Haseloff sagte: „Die Energiewende stottert, das ist jetzt ein Problem.“ Sachsen-Anhalt habe eine Zeit lang das „Solar Valley“ mit den weltweit größten Produktionskapazitäten besessen, doch nun kämen Solar- und zunehmend auch Windkraftanlagen aus China. Der CDU-Politiker nannte die Grünen nicht namentlich als politischen Gegner, sagte aber: „Das einzige Klimaproblem ist die jetzige Klimapolitik.“ Denn wenn Industriearbeitsplätze nach Übersee verlagert würden, seien sie künftig weniger klimafreundlich als in Deutschland. Die Energiewende sei aber notwendig. Er bestreite nicht den Klimawandel, sagte der promovierte Physiker Haseloff, der in Dresden studiert hat.

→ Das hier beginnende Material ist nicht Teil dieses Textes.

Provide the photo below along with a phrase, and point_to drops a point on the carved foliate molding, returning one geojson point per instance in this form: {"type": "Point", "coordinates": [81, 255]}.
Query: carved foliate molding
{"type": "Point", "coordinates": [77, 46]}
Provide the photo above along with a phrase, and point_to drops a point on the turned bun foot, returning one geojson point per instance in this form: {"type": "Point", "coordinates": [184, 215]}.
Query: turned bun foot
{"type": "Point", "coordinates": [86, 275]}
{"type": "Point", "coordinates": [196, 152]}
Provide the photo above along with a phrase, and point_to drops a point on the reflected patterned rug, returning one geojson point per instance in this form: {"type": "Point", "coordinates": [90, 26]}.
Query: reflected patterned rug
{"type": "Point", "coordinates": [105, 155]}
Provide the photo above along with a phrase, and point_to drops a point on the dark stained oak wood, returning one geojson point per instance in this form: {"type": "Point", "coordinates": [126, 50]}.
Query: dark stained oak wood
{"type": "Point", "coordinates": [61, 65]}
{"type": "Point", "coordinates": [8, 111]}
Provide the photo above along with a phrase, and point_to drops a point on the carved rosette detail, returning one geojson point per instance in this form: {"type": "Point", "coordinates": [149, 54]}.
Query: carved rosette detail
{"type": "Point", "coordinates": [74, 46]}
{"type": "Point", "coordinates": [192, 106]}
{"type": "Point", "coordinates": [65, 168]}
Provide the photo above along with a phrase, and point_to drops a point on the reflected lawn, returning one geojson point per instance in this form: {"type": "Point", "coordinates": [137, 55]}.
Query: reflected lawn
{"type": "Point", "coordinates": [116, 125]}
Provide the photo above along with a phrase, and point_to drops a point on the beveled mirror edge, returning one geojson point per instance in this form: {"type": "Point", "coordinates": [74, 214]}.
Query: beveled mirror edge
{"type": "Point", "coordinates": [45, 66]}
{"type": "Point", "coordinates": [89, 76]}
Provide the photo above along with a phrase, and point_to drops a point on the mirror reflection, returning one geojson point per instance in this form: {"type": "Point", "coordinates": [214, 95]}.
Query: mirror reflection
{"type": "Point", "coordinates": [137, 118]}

Kretschmer nennt „Renaissance der Kernkraft“ als Möglichkeit
Sachsens Ministerpräsident Michael Kretschmer hat in den vergangenen Monaten ähnlich argumentiert wie sein Parteifreund und gesagt, die Energiewende sei gescheitert. In einem schriftlichen Grußwort zu der Dresdner Tagung betonte Kretschmer nun, dass aus Sachsen „viele Innovationen für die Energiewende“ kommen – beispielsweise Batteriespeicher und ein 300 Meter hoher Windturm. Kohlekraftwerke dürften nicht vor 2038 abgeschaltet werden. Die Kosten für die Energiewende dürften nicht dazu führen, dass Unternehmen ihre Investitionen ins Ausland umlenken. Kretschmer schrieb, es gebe viele Lösungsvorschläge für eine bezahlbare und sichere Energieversorgung – und nannte unter anderem „einer Renaissance der Kernkraft“ und „die Kernfusion am fernen Horizont“ sowie heimisches Erdgas.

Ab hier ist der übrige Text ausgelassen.